The second act, where John falls through the ice, is rescued, but eventually dies, is the most straightforward part, and we think the film may have righted itself after a shaky start. But the third act is just painfully lost. Breakthrough trumpets John’s experience but refuses to examine it. I don’t even mean examine it suspiciously, I just mean examine it at all. The epitome of the film’s lack of direction comes when a school teacher asks the resurrected boy why his mom’s prayers were answered and hers, for her dying husband, were not. “I don’t know,” the boy shrugs, “but I’m sorry that happened to you.”

That’s a perfectly acceptable response for a teenager to make about an eternally confounding theological question. I might even have come to embrace the film if it had decided to start in Act Three and make itself about the psychological, emotional, and spiritual effects of the family having gone through this trauma rather than than about the trauma itself. Instead, the third act is essentially the film confessing it has no idea what the significance of the Smiths’ experience is. But, hey, ain’t God great?

Yes, He is. But I tend to think the Bible, or even just the New Testament, tells a more complex story of His greatness, one communicated by His abiding presence and moral goodness not just when He delivers us from suffering but also when He meets us in it.

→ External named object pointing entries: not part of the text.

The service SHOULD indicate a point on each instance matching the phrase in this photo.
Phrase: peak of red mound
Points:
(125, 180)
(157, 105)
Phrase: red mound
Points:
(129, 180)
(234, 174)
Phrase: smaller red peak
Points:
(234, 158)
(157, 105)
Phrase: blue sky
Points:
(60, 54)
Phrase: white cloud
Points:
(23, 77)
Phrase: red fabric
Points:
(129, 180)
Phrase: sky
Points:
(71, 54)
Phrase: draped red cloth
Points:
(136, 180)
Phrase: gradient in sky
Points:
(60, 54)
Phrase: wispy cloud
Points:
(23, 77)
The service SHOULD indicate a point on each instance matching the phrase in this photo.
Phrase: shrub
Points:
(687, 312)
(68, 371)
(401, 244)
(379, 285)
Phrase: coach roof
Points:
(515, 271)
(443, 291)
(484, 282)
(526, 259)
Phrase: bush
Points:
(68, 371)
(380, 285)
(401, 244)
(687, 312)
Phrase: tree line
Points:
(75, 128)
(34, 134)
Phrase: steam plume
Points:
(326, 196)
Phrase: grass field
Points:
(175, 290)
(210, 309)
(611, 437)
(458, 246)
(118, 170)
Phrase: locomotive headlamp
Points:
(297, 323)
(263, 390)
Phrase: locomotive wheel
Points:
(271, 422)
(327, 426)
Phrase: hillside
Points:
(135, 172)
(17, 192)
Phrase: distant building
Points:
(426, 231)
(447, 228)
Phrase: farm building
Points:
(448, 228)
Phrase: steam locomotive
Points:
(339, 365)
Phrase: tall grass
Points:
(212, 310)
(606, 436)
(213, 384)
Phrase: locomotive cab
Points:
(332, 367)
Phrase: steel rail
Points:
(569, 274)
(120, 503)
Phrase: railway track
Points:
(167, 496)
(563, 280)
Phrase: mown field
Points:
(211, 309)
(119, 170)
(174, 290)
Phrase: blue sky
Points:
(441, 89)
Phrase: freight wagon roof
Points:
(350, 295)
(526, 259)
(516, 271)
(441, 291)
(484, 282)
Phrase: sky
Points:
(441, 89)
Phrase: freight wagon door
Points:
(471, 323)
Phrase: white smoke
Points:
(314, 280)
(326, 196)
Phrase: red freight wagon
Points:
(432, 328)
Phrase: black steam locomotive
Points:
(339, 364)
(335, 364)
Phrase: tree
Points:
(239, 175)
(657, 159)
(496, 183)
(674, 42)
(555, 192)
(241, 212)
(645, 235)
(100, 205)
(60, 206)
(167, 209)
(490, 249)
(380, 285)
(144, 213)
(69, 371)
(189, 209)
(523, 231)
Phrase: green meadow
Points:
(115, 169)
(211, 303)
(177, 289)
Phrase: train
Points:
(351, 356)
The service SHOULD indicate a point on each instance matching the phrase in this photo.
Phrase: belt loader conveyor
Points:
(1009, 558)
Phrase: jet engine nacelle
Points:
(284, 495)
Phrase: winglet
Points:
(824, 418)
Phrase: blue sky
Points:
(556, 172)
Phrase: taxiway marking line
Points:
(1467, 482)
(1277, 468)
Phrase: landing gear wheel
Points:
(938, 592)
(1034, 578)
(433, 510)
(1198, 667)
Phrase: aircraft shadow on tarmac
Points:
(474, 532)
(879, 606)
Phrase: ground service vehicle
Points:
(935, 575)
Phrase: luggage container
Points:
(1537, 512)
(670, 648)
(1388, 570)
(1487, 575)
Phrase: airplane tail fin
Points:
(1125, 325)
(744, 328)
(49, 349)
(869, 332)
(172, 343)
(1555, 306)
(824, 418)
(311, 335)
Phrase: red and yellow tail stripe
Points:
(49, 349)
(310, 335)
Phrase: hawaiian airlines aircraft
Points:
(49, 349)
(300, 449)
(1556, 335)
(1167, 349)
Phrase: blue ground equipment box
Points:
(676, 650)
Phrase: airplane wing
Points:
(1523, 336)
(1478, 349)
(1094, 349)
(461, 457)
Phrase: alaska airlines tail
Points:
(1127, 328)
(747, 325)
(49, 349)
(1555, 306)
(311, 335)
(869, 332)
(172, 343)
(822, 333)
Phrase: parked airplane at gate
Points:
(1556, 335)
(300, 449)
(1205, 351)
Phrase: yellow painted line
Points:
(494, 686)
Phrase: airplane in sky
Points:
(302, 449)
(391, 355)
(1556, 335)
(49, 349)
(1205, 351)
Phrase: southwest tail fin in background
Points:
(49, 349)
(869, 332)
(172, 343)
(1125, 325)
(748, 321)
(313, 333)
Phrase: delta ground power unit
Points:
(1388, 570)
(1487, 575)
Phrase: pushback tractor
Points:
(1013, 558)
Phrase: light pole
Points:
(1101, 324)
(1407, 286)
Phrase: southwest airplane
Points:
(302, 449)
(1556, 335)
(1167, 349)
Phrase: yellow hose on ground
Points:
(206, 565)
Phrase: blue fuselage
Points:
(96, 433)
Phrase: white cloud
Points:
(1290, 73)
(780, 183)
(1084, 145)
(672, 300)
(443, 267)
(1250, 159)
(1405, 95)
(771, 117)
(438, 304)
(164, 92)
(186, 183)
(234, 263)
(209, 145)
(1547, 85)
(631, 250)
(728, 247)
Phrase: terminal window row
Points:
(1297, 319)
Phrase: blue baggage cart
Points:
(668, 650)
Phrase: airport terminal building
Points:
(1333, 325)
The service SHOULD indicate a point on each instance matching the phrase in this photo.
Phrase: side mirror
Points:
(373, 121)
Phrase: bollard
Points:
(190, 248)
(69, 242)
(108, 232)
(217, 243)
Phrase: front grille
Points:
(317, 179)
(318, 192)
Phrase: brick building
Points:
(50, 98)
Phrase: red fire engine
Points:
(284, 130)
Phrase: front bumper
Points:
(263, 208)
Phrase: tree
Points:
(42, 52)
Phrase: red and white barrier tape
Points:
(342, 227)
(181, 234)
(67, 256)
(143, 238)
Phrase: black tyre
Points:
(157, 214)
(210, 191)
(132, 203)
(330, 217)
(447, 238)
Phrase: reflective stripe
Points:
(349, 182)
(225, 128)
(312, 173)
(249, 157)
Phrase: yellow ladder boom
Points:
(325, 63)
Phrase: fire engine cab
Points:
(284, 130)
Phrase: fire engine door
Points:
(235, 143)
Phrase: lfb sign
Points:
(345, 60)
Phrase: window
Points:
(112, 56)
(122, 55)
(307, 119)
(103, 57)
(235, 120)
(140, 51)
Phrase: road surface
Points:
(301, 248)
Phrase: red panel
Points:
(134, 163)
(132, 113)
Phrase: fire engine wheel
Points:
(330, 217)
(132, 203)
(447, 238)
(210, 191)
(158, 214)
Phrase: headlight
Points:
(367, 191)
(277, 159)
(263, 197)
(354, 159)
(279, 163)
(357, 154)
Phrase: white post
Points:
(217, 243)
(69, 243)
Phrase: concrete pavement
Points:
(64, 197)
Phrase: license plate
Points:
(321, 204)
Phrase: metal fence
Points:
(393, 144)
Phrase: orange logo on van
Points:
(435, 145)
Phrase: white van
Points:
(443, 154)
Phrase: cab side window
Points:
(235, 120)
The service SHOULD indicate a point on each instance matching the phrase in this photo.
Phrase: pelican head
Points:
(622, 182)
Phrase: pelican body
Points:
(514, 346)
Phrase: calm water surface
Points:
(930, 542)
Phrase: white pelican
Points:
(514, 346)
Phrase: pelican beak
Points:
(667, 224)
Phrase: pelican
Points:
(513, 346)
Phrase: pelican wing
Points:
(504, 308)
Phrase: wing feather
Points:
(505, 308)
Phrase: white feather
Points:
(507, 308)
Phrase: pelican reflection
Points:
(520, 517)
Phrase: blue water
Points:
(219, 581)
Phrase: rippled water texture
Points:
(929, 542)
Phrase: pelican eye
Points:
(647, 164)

The Atheist subplot similarly goes nowhere. Tommy Shine (the firefighter) opines that if there is a God, He must have something special in store for John, to which the boy replies that this is true for all of us. (And then I wrote in my notes C.S. Lewis’s famous quip that one cannot turn nonsense into sense by putting the word “God” in front of it.) Like the response to John’s teacher, this exchange is an evasion of a pertinent question rather than an honest answer. Breakthrough comes across in the third act as being so afraid of saying the wrong thing that it seems content to just point at the event and say “this happened,” as though its meaning and significance should be self-evident. (And here in my notes I wrote down Father Farley’s famous quip in Mass Appeal that the job of the priest is to elevate common suffering into tragedy by saying something ridiculous.)

It didn’t help Breakthrough one bit that I spent a healthy chunk of my Spring rewatching and teaching Carl Theodor Dreyer’s Ordet, the best film about miracles that’s ever been made. Yes, I know, auteurs more celebrated and esteemed than Roxann Dawson will suffer in comparison to Dreyer. Maybe it’s not fair to compare Breakthrough to the classics of spiritually significant cinema. Maybe it’s not even fair to compare Breakthrough to more polished and financed secular films. Clearly there is an audience ready, willing, and able to accept the film on its own terms, to celebrate it for what it is, and to send Hollywood that amorphous message that we’re here, we’re Christian, and we’ve got money to spend.

But as for me, I’m tired of apologizing for bad Christian art and even more tired of celebrating mediocre Christian art for not being terrible.

There’s a scene near the end of the Dardennes’s The Kid With a Bike where a boy may or may not be alive. It is so much more powerful and affecting than any moment in Breakthrough because the characters live in a world where the outcome is not a foregone conclusion and the stakes, while lower, are paradoxically more personal and hence more universal.

And, yes (again), I know (again), Jean-Pierre and Luc Dardenne have won the Palme d’Or twice. Saying that some other movie is not as nuanced nor as rich as one of their masterpieces is hardly a hot take. I don’t make the comparison to slam Breakthrough or say that you shouldn’t watch it. I don’t think anyone is going to be hurt by watching it or whatever miracles-are-real-inspired-by-a-true-story narrative sermon that gets pumped out next Easter and the Easter after that. I’m just explaining why I’ll be watching something else.

We should never despise the good for not being great. We need not despise the mediocre for not being good. I wish in moments like these that there was some Internet lie-detector hooked up to every laptop so that I could affirm that I absolutely didn’t hate Breakthrough. But, you know, one of those lie detectors I could quickly take off when someone asked, “yes, but did you like it?”